Увидел два смятых окурка и усмехнулся:
— Да тут не один пасся.
Год назад старик похоронил старуху и теперь жил один в своей избе, лишь изредка забредали к нему кто-нибудь из пожилых соседей и такая же старая, как он, сестра. И, живя один, Василий Андреевич на диво быстро привык разговаривать сам с собой.
Он вышел из дому рано утром, еще в холодок — был уже конец августа, когда деревянные крыши домов синевато и тревожно белели от инея и все цветы в лесу приобрели от влаги бодрящую свежесть. Шагал, шагал. И вот ноги и спина стали гудеть. Был уже полдень, это он понял по солнцу, пора домой.
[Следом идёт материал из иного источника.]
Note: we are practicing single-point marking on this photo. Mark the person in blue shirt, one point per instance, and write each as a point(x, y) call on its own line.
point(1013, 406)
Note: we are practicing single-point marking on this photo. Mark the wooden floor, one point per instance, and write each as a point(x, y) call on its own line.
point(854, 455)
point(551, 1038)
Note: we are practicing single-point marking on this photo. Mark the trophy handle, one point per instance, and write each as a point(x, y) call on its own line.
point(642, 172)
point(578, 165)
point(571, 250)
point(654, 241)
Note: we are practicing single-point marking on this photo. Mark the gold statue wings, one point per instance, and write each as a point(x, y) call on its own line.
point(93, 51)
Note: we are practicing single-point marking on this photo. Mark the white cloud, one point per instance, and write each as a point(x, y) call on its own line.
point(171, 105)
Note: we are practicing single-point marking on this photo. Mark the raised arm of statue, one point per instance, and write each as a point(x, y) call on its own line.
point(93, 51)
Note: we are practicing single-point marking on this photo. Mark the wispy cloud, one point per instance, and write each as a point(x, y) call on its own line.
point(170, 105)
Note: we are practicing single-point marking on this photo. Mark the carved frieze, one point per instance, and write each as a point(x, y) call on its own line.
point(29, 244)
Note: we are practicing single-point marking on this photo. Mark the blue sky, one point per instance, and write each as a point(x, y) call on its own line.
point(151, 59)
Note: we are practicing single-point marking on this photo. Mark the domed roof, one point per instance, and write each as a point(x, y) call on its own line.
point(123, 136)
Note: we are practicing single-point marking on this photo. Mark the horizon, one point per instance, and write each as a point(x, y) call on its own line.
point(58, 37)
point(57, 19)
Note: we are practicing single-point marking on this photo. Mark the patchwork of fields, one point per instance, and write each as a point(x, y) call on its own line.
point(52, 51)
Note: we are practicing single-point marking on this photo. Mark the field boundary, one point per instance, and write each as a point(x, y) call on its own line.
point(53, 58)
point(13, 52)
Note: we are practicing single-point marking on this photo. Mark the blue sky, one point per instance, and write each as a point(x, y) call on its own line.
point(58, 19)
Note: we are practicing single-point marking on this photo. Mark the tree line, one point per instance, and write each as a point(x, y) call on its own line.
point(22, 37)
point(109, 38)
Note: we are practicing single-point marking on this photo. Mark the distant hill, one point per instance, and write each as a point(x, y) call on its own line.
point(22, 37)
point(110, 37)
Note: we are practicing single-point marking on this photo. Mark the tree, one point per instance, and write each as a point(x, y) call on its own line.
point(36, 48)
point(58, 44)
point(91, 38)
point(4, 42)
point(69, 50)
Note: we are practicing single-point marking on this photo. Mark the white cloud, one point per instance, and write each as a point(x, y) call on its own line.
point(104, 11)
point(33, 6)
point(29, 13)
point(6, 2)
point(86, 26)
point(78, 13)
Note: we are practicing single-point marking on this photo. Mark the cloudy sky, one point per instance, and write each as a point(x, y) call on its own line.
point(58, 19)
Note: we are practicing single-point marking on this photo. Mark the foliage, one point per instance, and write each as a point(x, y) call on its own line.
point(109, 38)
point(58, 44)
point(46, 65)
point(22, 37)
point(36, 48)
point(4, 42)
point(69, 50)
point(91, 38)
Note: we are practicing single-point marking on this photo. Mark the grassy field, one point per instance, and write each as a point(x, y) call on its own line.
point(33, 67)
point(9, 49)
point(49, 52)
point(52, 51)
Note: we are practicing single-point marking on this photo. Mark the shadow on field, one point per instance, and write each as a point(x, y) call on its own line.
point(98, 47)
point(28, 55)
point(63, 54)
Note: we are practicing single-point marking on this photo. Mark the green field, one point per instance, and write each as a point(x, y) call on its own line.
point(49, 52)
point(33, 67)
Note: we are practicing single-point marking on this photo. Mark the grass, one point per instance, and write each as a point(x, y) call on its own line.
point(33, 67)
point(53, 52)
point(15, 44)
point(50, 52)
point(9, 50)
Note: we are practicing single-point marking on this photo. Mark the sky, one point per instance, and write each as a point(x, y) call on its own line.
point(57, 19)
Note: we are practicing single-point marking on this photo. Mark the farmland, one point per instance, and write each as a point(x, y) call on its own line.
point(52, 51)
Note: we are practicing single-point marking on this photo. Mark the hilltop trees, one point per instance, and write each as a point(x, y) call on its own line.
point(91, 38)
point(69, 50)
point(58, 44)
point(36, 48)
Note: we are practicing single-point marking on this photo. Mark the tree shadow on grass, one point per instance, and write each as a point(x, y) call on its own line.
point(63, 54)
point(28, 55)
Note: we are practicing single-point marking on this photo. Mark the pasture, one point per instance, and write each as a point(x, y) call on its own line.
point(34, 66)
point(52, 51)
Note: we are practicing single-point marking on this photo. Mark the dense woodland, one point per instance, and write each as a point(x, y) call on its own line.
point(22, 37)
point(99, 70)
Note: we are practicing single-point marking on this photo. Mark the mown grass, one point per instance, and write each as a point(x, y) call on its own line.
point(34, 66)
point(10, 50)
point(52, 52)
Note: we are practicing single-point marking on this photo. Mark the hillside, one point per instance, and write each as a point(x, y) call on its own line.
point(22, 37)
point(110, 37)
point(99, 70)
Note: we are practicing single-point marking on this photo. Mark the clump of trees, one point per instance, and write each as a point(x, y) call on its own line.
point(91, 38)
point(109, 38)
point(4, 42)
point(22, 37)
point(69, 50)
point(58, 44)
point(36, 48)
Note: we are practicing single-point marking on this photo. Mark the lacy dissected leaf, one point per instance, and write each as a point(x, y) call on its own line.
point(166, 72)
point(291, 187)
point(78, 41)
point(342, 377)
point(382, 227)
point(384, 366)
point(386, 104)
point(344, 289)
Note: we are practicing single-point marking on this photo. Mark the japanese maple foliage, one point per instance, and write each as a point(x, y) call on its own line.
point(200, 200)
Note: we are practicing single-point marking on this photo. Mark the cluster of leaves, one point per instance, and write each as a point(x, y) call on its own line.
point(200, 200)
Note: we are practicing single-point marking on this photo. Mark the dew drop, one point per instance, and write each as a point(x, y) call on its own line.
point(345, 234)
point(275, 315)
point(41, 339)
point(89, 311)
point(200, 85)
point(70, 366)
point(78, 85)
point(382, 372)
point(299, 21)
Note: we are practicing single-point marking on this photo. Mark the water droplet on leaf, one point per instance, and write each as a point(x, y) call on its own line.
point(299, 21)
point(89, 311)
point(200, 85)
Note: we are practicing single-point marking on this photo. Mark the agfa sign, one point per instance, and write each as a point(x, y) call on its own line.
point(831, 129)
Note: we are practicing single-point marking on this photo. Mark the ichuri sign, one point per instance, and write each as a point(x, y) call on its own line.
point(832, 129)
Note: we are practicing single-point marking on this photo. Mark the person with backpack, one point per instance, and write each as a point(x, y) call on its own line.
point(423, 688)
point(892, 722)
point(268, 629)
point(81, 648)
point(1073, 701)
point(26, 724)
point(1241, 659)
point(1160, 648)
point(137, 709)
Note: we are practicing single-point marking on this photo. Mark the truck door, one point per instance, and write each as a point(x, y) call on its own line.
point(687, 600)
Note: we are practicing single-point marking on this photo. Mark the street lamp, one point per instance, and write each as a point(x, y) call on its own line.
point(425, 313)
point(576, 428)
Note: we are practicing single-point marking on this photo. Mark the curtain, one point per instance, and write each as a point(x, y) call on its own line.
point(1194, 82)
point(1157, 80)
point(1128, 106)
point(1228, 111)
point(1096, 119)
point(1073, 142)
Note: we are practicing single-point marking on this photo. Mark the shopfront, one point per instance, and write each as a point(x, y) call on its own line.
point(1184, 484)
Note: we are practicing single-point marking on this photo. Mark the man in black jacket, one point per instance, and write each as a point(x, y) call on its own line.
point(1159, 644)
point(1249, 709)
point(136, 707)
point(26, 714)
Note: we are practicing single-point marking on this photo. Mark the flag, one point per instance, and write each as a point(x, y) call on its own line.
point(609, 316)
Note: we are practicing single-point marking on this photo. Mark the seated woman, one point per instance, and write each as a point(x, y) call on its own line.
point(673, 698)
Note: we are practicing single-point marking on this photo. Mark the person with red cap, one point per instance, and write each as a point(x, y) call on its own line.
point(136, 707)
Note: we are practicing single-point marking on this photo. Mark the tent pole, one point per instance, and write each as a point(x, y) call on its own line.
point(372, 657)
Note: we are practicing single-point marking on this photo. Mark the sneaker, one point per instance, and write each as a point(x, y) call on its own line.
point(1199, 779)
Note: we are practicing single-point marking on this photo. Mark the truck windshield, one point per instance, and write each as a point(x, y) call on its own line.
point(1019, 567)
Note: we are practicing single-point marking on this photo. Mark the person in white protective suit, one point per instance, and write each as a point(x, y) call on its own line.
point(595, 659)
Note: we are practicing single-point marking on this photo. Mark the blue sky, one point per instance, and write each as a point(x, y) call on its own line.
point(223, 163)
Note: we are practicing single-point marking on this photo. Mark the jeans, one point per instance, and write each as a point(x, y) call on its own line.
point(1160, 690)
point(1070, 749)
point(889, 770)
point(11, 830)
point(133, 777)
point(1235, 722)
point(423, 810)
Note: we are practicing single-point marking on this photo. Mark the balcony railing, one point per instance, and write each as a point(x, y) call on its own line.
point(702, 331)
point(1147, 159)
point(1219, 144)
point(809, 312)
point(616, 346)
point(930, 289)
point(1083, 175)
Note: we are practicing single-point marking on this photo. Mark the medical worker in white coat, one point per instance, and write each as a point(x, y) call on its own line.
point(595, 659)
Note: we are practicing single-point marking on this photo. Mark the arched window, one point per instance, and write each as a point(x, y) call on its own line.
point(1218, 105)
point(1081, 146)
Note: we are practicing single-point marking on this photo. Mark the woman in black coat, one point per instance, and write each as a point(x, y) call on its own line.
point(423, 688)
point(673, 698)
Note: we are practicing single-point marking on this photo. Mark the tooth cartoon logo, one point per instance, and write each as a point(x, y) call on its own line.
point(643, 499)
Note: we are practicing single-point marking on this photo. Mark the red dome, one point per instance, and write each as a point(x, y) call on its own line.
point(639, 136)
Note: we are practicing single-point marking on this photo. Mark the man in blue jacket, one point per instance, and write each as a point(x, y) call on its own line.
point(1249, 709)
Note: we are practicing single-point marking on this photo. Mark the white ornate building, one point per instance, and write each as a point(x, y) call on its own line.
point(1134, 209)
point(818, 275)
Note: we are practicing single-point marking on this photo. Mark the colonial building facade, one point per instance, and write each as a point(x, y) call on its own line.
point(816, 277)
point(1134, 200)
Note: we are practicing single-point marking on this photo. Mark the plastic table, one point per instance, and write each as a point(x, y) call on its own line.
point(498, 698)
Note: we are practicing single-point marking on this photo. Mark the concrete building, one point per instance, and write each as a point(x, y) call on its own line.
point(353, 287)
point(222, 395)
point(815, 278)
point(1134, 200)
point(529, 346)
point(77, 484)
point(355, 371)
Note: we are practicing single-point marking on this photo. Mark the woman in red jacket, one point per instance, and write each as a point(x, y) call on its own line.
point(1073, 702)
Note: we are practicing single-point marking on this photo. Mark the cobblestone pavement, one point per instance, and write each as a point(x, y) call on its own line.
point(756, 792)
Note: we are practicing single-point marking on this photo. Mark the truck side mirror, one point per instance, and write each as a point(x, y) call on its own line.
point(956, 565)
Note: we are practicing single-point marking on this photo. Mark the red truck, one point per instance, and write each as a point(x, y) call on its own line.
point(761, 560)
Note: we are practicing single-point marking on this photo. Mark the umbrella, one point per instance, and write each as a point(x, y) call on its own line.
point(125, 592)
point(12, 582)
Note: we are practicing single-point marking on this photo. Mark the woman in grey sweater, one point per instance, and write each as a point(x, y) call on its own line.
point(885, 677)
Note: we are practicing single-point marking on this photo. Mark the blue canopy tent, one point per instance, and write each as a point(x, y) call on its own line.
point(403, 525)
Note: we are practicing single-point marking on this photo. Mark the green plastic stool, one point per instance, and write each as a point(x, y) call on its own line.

И старик повернул было, но остановился, увидев костер на дальней полянке у взгорья, покрытого засохшим, видимо, от какой-то тайной болезни, кустарником. Костер одиноко и печально догорал, рядом лежала куча сушняка. Старик погасил, затоптал горящие угли и головешки. Это его утомило, он посидел на обгоревшей с одного конца сухой березе, устало вздыхая и думая: хорошо, что нету ветра и земля сыровата. Потом встал и начал осматривать все вокруг. В траве валялись консервная банка, недокуренная, смятая сердитой рукой папиросина, несколько спичек, клочки газеты и осколки разбитой водочной поллитровки и бутылки из-под пива. Видимо, бутылки раскокали, бросая в ствол сосны. Тут же он нашел три брошенных червивых груздя. И сказал сам себе:
— Это те!.. Набедокурили, и хоть бы хны им.
У сосны старик заметил следы больших мужских ботинок, наверное, сорок третьего или сорок четвертого размера, а у костра — следы ботинок меньшего размера; люди эти что-то мотались тут из стороны в сторону, а мужик в больших ботинках вроде бы прыгал даже. Он свернул на заросшую, забытую людьми тропинку, которая то исчезала, то появлялась, легкая, еле приметная, и думал: все же как много пакостливых людей на свете или, во всяком случае, таких, которые не отдают себе отчета в том, что они делают. Лес испоганен на десяток верст от поселка. Везде дороги, дорожки, тропинки — туда тянутся, сюда тянутся. Какие-то ямы, канавы, карьеры, скучные пеньки, черные болячки на траве — кострища, консервные банки, бутылки, битое стекло, тряпки, газеты… Чего только нету!
Поперек тропинки лежала жидкая надломленная березка, надлом свежий и листья у березки свежие. А вот смяты, придавлены к земле ростки сосенок, их тут десятка два или три, один возле другого — кучкой. Конечно, большинство из них все равно погибнет, не успев вырасти, разве хватит тут места для стольких деревьев, но ведь дело не в этом.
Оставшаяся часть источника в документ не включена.